らくだ

「ああ、面白かった。生きてれば、こうやって妖喜利出来るんだなあ」

 鰻はヌルヌルと逃げ出していき、前の川にポチャンと飛び込んだ。

【座布団一枚獲得!総座布団数71】

 結局、鰻を食べれずじまいだった与太郎である。やけ酒をあおって、訳の分からないままその日は宿に入った。

「さあ、出発よ。今日中に次の町まで行かないとね」

 翌朝早く出立する。キセガワが急いでいるのには理由があった。何でも宿の者によれば、この先ちょっとした砂漠を越えて行かねばならないという。

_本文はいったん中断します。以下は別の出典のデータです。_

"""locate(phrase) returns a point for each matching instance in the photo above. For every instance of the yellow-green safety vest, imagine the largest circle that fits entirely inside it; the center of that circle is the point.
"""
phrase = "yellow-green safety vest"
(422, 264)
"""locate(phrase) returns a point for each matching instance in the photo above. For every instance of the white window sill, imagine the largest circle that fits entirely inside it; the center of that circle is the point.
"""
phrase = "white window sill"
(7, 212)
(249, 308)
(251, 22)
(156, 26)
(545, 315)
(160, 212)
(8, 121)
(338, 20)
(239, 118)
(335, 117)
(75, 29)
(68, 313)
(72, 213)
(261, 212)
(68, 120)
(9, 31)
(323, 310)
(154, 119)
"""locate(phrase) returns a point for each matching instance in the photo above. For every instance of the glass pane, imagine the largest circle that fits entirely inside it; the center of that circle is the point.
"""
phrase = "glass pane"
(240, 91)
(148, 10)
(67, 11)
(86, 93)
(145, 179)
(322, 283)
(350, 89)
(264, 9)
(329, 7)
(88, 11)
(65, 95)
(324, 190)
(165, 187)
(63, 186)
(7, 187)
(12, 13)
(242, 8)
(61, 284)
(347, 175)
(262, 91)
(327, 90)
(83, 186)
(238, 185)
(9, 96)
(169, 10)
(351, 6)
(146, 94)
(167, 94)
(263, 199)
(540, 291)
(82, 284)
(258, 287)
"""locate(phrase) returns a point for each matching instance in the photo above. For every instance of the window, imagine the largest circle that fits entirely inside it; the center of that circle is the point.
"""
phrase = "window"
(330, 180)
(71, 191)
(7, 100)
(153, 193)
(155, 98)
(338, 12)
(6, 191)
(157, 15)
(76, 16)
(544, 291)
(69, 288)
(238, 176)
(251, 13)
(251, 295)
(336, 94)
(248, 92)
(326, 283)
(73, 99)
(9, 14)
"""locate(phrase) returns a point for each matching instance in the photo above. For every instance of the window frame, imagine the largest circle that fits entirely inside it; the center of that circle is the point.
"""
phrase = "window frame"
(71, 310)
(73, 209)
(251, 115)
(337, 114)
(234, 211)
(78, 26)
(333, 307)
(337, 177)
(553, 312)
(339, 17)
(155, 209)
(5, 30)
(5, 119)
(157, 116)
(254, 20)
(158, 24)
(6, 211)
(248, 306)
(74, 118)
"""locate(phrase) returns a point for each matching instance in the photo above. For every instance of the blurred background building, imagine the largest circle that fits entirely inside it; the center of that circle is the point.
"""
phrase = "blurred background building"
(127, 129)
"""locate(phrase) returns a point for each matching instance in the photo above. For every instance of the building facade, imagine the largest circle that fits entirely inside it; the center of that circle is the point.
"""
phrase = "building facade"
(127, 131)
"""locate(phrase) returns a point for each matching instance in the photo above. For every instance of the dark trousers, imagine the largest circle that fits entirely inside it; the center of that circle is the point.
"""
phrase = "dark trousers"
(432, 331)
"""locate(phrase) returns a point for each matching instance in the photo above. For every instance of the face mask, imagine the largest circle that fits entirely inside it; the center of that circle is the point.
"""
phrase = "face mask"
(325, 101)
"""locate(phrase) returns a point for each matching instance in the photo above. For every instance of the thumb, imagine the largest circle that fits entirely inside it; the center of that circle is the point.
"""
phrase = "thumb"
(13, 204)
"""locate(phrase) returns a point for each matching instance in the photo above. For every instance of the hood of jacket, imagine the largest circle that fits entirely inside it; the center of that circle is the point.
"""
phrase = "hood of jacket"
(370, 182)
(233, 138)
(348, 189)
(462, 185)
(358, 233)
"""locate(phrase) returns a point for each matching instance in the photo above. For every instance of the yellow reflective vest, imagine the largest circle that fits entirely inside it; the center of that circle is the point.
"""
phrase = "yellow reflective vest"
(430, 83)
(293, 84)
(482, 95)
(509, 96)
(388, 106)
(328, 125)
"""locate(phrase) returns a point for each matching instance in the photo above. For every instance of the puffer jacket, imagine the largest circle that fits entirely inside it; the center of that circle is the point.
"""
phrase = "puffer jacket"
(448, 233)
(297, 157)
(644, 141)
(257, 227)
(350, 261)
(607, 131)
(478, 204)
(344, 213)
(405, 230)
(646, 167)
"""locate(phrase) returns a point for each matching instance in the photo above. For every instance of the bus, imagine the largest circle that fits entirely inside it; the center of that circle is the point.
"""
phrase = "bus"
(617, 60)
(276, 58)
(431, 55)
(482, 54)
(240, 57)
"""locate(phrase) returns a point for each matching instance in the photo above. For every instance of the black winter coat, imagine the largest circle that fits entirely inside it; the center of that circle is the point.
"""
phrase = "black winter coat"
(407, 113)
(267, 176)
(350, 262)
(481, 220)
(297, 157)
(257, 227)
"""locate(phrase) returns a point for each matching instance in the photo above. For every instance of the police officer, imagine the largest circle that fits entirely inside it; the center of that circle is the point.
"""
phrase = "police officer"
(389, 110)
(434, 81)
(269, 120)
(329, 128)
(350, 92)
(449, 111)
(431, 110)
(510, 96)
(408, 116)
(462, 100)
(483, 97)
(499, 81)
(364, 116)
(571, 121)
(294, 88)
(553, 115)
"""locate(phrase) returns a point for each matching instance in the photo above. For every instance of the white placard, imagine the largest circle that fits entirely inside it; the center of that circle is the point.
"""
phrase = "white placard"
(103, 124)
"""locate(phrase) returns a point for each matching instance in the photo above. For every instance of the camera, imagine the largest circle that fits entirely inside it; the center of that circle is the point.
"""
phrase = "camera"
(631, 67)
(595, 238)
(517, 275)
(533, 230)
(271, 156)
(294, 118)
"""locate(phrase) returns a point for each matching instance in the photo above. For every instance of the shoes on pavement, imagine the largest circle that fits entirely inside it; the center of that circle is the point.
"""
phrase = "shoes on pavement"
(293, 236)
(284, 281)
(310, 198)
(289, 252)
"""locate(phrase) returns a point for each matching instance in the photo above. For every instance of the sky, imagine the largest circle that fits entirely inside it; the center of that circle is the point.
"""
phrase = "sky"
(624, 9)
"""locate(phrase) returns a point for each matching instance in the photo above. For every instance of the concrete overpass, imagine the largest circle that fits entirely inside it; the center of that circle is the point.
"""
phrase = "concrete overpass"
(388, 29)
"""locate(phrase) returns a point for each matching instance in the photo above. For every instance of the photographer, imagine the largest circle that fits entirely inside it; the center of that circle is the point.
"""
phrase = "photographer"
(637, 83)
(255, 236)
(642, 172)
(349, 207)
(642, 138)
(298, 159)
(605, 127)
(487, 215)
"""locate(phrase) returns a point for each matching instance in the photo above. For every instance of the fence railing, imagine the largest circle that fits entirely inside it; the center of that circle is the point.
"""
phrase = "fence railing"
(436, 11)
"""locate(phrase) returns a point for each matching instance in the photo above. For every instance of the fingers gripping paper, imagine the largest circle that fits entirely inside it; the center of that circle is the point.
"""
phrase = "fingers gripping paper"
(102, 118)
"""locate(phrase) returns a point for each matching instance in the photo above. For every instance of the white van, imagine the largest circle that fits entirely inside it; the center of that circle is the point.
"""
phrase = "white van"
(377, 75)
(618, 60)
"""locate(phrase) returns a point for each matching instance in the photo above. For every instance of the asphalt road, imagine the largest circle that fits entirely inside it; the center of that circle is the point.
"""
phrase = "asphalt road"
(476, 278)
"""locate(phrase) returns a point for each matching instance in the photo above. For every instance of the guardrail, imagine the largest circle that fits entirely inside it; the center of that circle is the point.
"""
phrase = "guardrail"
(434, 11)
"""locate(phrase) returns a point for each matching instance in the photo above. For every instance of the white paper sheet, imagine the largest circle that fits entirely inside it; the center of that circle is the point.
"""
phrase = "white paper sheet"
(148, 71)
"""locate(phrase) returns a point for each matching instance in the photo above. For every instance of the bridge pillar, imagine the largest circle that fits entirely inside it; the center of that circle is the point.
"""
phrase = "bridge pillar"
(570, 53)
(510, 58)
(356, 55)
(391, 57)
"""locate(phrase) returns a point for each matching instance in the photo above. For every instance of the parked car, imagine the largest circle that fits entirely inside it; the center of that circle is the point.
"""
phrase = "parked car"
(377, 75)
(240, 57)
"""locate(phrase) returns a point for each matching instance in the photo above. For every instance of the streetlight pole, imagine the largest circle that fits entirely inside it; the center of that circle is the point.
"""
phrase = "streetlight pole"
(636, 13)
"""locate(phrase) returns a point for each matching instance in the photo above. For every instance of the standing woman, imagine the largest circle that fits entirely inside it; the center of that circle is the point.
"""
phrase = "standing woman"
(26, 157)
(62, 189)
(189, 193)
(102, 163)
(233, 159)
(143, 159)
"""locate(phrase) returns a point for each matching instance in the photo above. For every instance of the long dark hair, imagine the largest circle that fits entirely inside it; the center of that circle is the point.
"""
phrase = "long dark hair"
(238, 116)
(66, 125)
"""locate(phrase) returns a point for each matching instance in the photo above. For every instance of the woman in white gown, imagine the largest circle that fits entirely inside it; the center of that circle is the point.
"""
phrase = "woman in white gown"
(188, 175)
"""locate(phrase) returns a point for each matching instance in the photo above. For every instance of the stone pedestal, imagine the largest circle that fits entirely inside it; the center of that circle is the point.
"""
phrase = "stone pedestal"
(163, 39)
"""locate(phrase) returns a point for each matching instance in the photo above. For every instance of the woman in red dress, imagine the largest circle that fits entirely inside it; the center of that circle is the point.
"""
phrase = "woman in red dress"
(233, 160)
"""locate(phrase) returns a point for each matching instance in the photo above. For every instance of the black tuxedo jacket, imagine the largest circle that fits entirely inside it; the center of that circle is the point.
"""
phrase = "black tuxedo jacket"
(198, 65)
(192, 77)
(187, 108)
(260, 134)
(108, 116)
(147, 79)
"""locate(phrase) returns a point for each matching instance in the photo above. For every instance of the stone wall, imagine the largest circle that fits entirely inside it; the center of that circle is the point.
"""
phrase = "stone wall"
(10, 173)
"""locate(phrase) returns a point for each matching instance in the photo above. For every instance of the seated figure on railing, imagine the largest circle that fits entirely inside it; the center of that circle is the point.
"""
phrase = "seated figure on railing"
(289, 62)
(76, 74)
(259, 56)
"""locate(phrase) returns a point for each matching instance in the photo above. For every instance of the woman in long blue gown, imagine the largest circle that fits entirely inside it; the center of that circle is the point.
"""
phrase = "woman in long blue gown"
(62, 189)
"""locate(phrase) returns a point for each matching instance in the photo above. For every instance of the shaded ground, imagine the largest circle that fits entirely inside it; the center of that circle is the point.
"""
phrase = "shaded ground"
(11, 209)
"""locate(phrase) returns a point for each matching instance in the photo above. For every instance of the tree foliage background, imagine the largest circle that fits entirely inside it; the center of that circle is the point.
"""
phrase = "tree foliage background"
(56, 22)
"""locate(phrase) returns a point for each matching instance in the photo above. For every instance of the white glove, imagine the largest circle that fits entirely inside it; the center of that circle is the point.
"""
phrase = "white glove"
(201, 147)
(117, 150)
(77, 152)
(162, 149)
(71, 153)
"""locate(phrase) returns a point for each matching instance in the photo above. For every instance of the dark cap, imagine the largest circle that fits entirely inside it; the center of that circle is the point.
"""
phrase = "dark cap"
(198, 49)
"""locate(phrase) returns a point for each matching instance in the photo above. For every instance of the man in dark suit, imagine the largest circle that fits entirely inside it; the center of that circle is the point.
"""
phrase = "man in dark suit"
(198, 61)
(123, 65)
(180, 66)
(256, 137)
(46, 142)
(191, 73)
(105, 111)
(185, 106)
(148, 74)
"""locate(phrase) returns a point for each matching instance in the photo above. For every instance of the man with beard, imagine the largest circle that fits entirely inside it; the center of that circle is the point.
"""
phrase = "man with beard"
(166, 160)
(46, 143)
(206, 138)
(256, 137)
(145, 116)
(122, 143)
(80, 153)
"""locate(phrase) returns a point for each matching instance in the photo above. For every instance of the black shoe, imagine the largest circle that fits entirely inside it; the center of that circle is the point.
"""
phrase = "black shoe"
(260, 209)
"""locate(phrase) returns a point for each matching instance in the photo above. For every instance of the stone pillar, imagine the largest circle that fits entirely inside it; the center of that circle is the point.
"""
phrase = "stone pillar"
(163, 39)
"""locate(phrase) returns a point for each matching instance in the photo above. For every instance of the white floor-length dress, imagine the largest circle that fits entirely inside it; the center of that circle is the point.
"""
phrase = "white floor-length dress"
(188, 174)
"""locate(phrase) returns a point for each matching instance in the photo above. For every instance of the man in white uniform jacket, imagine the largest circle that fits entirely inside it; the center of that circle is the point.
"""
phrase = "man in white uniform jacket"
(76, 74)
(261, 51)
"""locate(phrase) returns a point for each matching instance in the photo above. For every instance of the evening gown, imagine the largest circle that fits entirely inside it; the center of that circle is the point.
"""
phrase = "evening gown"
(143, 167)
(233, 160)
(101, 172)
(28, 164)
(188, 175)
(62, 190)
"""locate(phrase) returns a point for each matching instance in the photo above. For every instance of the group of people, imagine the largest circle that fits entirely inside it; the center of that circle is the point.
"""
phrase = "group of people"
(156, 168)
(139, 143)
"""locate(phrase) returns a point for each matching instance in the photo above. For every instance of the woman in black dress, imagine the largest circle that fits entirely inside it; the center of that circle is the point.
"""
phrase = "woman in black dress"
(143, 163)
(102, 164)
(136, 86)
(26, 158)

「砂漠の渡しがあるみたいだから、心配はないと思うけど、早目に行っておきましょう」

 どうせ鳥取砂丘のようなものだろうと、高を括っていた与太郎であったが、現地まで行って驚いた。

「こりゃあ、雄大だな」

 見渡す限りの砂漠である。観光会館も日本海も見えない。

 早速、砂漠の渡しを頼もうとしたキセガワであったが。

「え、嘘!?もうやってないの?」

 なんと数日前に急に砂漠の渡しがなくなったという。

「どういうことなの、これじゃ先に進めないじゃない」

 困っていると、声をかけてきた者がいた。

「お嬢さん、お嬢さん。良かったら、私が砂漠を渡してあげましょう」

 見ると、砂からモグラが顔を出している。

「あんた、モグラじゃないの。どうやって渡すのよ」

「私はモグリの砂漠の渡しでございます。ラクダがありますので、どうぞそちらにお乗りください」

 人が二人乗れる、立派なラクダがやって来た。

「モグリというのが少し気にかかるところではあるけれど、乗ってくしかなさそうね」

 二人はラクダに乗って砂漠を越えることにした。与太郎はラクダの背で上機嫌である。

「ああ、いいねえ。景色もいいし、ラクダの上ってのは快適だね」

 突然、ラクダが口を聞いた。

「ああ、そうだね。邪魔な奴さえいなければね」

「きゃ、ラクダが喋った!?」

「ククク、素敵な花魁のお嬢さん。バカは放っておいて、私と素敵な所へ行ってしまいましょう」

「こら、ラクダのくせに花魁に手を出すとは太え野郎だ。キセガワさんは俺とデート中なんだ」

「デ、デ、デート!?」

「邪魔者には砂漠の塵にでもなってもらいましょう」

 ラクダは器用にお尻を振って、与太郎だけを落とした。

「うぎゃっ」

「モグラよ、妖喜利の相手にでもなっておやりなさい」

「きゃー、助けてーっ」

 ラクダはキセガワを乗せたまま駆け出した!

「キセガワさん!」

「おっと、兄さんの相手はこっちだぜ」

 モグリのモグラと妖喜利バトルだ!


【妖喜利バトル】

 キセガワよ。このラクダ、何者?何か腹黒そうなんだけど。それより、妖喜利バトル行くわよっ。どうしてラクダに乗って猛スピードで遠去かりつつある私が状況を把握出来るかって?落語のリアリティを追求し過ぎるのはよくないわ。良かったら、みんなもコメント欄を使って楽しんでみてね。

(お題)

 月の砂漠をラクダに乗って旅をするなんて、ロマンティックだわ。そこで皆さん、ロマンティックな会話を作ってください。何か一言言った後に、私が「ロマンティックだわ」と返しますから、更に一言続けてください。

(与太郎の回答)

「君が生まれた年のワインで乾杯しよう」

「ロマンティックだわ」

「横綱も同じ年に生まれたんだ」

 …単純な事実を述べただけで、一気にロマンティック崩壊。


 ※らくだ…古典落語の演目。内容は本編とは無関係。

 ※腹黒…笑点で腹黒キャラと言えば、六代目三遊亭円楽師匠。